#MBATech23: Managing AI with the ‘Father of IBM Watson’
(MBA Vice Chair Laura Escobar (l) with Manoj Saxena Monday at #MBATech23 in San Jose, Calif.)
SAN JOSE, Calif.—Manoj Saxena, Chairman of AI Global, London, is perhaps best known as the “Father of IBM Watson,” the ubiquitous face of artificial intelligence. Now, his goal is to manage technology—and use AI as the business model of the future.
“I believe in the use of technology to create good for the world,” Saxena said here at the Mortgage Bankers Association’s Technology Solutions Conference & Expo. “AI is a fundamental technology that is going to change the human race.”
AI has transformed at a pace that Saxena said he did not anticipate. “It is already proving disruptive to business,” he said. “For example, we’re seeing ChatGPT being banned in some countries—people liken it to having a sports car without a steering wheel.”
AI is non-biological intelligence, Saxena said. “In the last 10 years, we’ve seen a proliferation of AI in every aspect of our lives—even our refrigerator and toaster.AI is progressing so rapidly, it is starting to outpace human knowledge itself.”
AI has three patterns of use: Automated AI, which replaces tasks; Augmented AI, which pairs humans and machines; and Autonomous AI, which replaces humans. “Of the three, I think Augmented AI is the most fascinating, because you can see how AI learns and adapts to human behavior and makes processes more intelligent,” Saxena said.
ChatGPT, a natural language tool driven by AI, has much more potential than the ability to have a human-like conversation with a chatbot, Saxena said. “You can write movies; you can create games; going forward, if you can type, you can generate code and write applications,” he said. “What you are going to see is that in a few years, everyone is going to have a chat-based application.”

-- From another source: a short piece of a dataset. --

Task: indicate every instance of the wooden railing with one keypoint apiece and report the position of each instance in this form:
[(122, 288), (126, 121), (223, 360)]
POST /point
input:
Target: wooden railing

While Saxena says he has “never been so excited about the potential of AI,” he is also concerned about its potential for harm. “ChatGPT has major limitations,” he said. “It has the ability to misinterpret data and create ‘model hallucinations.’ And it has no concept of regulatory compliance—it has no idea of how a regulation works in Illinois as opposed to Turkey.”
Cybersafety will become as important as cybersecurity. “You are going to have to prove that your model is not hallucinating and that you are making sound business decisions,” Saxena said.

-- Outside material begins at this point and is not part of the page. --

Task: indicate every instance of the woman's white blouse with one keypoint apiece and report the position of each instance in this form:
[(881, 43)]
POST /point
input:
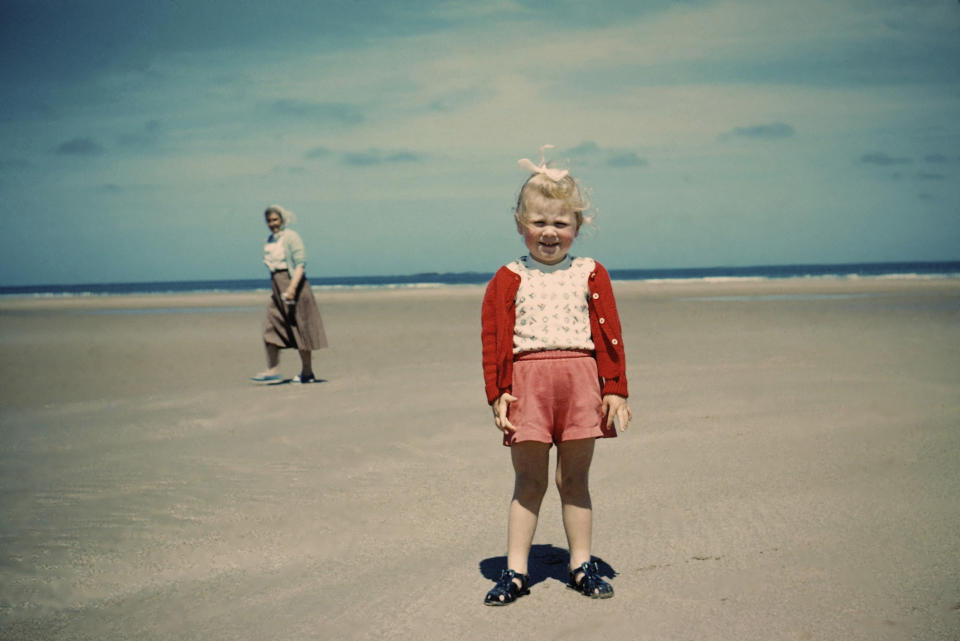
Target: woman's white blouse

For the mortgage industry, Saxena said, AI has the potential to improve every aspect of operations. But without trust, he said, “many AI projects will fail or cause massive unintended harm. You have to move the whole trust component to the beginning of the process…It has to have buy-in from the C-Suite and must be part of an integrated strategy. It’s not enough to simply hand it to your IT people and say, ‘make it work.’”
AI can be safely used, Saxena said, but it requires a two-stage adoption model: Educate and Align; and ‘Nail it, then Scale it:’
(Educate and Align)
–Educate yourself on its capabilities, limitations, harms, use cases
–Learn about underlying tech, e.g. LLM, Langchain, Prompt engineering
–Until then, ban free use by employes using company data or content
–Define and set up AI Safety framework and guardrails for compliance
–Build a use-case heatmap of Outcomes vs. Complexity vs. Workforce capacity
(Nail It then Scale It)
–Set up a “clean room environment” and bring in ChatGPT or similar models
–Ensure it cannot talk to the internet and scope a use case with clear metrics
–60-day projects with small budget so you “Pay for success” vs. “Pray for success.”

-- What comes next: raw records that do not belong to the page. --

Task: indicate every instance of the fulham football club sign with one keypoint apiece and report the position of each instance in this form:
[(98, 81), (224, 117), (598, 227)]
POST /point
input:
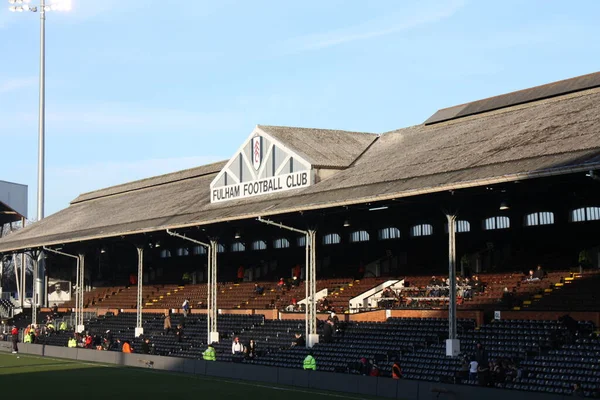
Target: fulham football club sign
[(263, 165), (256, 152)]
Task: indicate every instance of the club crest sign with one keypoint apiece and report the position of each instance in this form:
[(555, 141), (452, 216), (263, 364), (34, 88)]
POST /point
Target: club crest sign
[(256, 152), (262, 165)]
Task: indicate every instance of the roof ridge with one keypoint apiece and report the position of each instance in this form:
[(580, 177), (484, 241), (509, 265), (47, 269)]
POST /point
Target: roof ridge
[(107, 189)]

AI has tremendous potential, but in the next few years it will also cause significant disruption in business, democracy and warfare, Saxena said. “It’s a double-edged sword that needs regulation the way we regulate nuclear power,” he said. “If you thought the 2020 election was disruptive, wait until 2024.” Incredibly, Saxena said, humans will need to use AI—to control AI.
“Embrace AI—but embrace AI with responsibility and safety in mind,” he said.